As I hang up my phone upon my entrance into Panache (“Abigail I’m going to have to let you go. I have to do this damn English assignment in peace.”), I hold the door for a young couple exiting the building. I step off of the sunny street side and into the dimly lit café, gently shoving my hands in my sundress’ deep cotton pockets to look a bit more nonchalant. There’s something about coffee houses that make me feel so insecure; I step up to the register to order, explaining that “I’m not quite sure what I want yet,” and asking “do you have any sandwiches?” The clerk laughs, nods, and points me in the direction of the small sandwich selection. I opt for a roast beef, veggie, and provolone, and slide the cool glass door to retrieve it and a granny smith apple. I place it on the counter and order a 20 oz. non-fat iced chai latte (the only order I’ve gotten down pat like a true café connoisseur).

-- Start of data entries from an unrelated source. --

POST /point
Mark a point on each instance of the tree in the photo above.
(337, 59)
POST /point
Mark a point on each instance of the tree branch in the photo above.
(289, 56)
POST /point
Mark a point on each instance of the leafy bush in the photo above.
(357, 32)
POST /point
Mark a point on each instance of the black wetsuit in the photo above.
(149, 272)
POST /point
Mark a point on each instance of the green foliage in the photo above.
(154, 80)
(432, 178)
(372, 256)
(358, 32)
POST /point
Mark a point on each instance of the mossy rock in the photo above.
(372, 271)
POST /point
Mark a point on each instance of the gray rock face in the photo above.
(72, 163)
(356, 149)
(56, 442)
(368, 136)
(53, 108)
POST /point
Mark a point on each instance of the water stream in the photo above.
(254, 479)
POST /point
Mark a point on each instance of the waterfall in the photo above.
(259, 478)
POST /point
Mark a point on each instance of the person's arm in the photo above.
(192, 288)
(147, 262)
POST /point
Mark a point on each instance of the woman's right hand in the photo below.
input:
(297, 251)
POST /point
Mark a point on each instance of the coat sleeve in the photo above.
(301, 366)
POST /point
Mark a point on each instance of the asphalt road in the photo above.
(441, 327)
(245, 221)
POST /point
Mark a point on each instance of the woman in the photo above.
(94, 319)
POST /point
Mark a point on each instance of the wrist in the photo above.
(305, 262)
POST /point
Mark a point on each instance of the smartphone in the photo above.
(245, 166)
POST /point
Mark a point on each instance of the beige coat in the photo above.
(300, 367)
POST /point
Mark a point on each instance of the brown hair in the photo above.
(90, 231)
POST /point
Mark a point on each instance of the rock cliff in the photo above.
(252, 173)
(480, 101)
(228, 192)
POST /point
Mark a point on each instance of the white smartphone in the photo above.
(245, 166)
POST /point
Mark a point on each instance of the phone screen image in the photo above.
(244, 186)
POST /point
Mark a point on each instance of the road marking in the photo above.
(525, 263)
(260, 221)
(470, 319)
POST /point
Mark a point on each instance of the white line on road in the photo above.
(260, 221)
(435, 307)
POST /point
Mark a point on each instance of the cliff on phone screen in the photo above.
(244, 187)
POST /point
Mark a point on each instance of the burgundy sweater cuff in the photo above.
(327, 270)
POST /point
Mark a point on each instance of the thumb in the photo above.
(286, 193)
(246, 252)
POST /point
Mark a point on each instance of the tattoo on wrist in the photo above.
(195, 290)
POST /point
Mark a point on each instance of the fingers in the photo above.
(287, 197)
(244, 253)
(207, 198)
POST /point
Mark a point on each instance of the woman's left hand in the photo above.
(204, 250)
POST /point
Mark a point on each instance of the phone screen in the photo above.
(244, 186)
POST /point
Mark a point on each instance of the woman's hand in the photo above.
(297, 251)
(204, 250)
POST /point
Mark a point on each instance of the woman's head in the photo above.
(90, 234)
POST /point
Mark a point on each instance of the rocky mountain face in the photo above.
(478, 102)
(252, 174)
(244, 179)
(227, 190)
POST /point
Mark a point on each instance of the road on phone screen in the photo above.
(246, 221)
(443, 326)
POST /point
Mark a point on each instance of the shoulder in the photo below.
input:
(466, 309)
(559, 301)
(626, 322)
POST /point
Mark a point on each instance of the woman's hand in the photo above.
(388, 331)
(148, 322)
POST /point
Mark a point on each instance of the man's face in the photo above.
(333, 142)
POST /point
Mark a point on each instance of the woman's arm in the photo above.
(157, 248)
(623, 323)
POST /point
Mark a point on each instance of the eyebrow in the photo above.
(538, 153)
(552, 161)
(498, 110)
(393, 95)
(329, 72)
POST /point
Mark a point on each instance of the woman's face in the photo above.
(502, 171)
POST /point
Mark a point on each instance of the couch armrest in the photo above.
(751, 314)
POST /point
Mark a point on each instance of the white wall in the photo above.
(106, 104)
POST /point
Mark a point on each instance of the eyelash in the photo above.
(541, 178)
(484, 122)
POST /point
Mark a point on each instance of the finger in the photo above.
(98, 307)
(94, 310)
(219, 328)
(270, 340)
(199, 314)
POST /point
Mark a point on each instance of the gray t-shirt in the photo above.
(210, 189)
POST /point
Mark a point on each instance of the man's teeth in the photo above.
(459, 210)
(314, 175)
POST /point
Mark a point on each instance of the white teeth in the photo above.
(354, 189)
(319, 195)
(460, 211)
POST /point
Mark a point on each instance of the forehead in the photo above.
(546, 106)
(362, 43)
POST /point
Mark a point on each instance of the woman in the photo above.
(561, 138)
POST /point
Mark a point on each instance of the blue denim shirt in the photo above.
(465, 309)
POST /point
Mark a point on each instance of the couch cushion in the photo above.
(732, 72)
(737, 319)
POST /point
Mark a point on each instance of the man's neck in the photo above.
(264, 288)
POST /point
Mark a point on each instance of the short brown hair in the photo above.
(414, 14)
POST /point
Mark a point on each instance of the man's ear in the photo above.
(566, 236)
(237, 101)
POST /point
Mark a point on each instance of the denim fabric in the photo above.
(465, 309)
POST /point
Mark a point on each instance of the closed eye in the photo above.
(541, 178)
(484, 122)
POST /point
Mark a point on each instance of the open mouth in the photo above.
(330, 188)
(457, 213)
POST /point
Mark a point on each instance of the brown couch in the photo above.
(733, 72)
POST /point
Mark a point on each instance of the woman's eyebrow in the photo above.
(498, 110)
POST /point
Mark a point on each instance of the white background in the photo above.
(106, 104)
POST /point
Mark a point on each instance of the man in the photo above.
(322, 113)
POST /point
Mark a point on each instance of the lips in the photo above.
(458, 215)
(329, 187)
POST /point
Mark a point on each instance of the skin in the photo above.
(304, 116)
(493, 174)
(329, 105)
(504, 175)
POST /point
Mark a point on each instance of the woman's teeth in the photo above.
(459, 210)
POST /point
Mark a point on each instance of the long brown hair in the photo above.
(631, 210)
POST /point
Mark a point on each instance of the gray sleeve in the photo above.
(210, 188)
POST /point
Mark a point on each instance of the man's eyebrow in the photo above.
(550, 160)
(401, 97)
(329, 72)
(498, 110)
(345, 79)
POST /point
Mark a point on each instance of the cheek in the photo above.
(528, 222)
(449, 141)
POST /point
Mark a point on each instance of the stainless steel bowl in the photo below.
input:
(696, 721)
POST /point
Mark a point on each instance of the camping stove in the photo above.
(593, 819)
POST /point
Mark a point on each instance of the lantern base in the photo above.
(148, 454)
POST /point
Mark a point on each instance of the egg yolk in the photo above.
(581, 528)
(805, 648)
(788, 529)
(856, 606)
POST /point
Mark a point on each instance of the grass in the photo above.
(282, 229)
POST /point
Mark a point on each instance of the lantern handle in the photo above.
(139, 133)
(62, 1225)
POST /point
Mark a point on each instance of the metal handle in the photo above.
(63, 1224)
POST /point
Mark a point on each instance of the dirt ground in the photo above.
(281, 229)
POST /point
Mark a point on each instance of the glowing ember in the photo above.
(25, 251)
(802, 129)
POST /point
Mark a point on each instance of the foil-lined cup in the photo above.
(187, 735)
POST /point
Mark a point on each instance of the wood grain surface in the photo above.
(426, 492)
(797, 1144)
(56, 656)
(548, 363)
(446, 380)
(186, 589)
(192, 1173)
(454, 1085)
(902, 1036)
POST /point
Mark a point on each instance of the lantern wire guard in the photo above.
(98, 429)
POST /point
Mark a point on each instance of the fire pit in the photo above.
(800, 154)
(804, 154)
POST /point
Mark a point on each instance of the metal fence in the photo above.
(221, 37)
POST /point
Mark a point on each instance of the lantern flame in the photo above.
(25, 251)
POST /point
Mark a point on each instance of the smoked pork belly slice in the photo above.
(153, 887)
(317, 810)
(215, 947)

As I reach into my bag to grab my wallet, the clerk walks to the other end of the counter to ring up my total. No wonder, there is no cash register in front of the spot I’m standing. Great, Alex—coolness-strike number one. I smile awkwardly, pay for my items, take my plate, and settle down at a table against the far wall. As I squeeze between chairs, a fairly attractive college boy looks up at me. Perhaps he was just admiring the plaid pattern of my dress, but a small part of me felt my coolness may have been momentarily redeemed.

Feeling a bit more confident, I sit, butt on the hard wooden frame of my chair, with my pencil and composition book in hand and begin to spy. Now, I don’t know if this would be an up in cool-factor or not. On one hand, I was doing something slightly stealthy and secretive. On the other, it was kind of creepy. But really, how does a person write an observational response to a coffee house visit without taking note of the fellow coffee-house-goers around her?

Of these people, the most attention-grabbing is a chatty girl with pretty hair sitting a few tables over from me. She wears a Hollister polo and is speaking to an older woman with kicky blonde hair and those kind of thick, I-am-a-big-deal glasses that are in style right now. She talks (loudly) about something with an urgency that falls somewhere between passionately explaining a problem at work to your boss and sharing friendship frustrations with your mother. Next to her is a young man—the stereotypical scruffy, studious college student type—reading a book about Islam. He is either very absorbed or very annoyed. Sitting at the table next to him is another scruffy-type, glancing over the top of his MacBook Pro at me every few minutes. Of course, the aforementioned “fairly attractive college boy” and his friend are seated right across from me, studying some sort of mathematics course that comes complete with huge textbooks and wrinkled brows. Several customers filter in an out as well, including an androgynous bicyclist, the owner of Rialto (who is bundled up in a fabulous military-style coat), three Technicolor hippie girls, a balding man strolling a bald baby, and a woman who bobbed along with the café’s music so much I wondered if she was dancing or had a twitch.

I sit like that in my wooden chair at my checkerboard-printed table—taking a bite of sandwich, glancing around, taking notes, taking a bite of apple, sipping my chai—for an hour. For that whole hour I am not distracted once, save the occasional glance at “fairly attractive college boy.” That’s the magic of independent coffee houses. You manage to feel like you are a part of this shared, hip experience—drinking coffee at this specific locale—but yet you are completely in your own world. You are vaguely aware of the worldly, genre-less playlist, the varied chatter, and even the fresh-roast aroma that gently flood the bistro, but yet are free to chat candidly with a friend, immerse yourself in world-religion, or dive face-first into complicated integrals.

Once only oat-speckled crusts and a fleshy white apple core are left on my plate, I gather my things and attempt to discretely scan the room for a trash can. I see one, silently thank God I didn’t have to ask anybody and risk the loss of my veneer, and throw out my garbage. In one last small fit of bravery, I purchase an Izze Sparkling Blackberry Juice for the road.

I step out onto the pavement and the sun hits my back, feeling a fraction warmer than it did when I entered. That strange kind of September breeze ripples the waves in my hair and makes my dress dance around my knees. With a delicate hand, I lift the glass lip to my own and swig. The blackberry juice sweetly stings my tongue, and as I lower the bottle, I feel cooler than ever.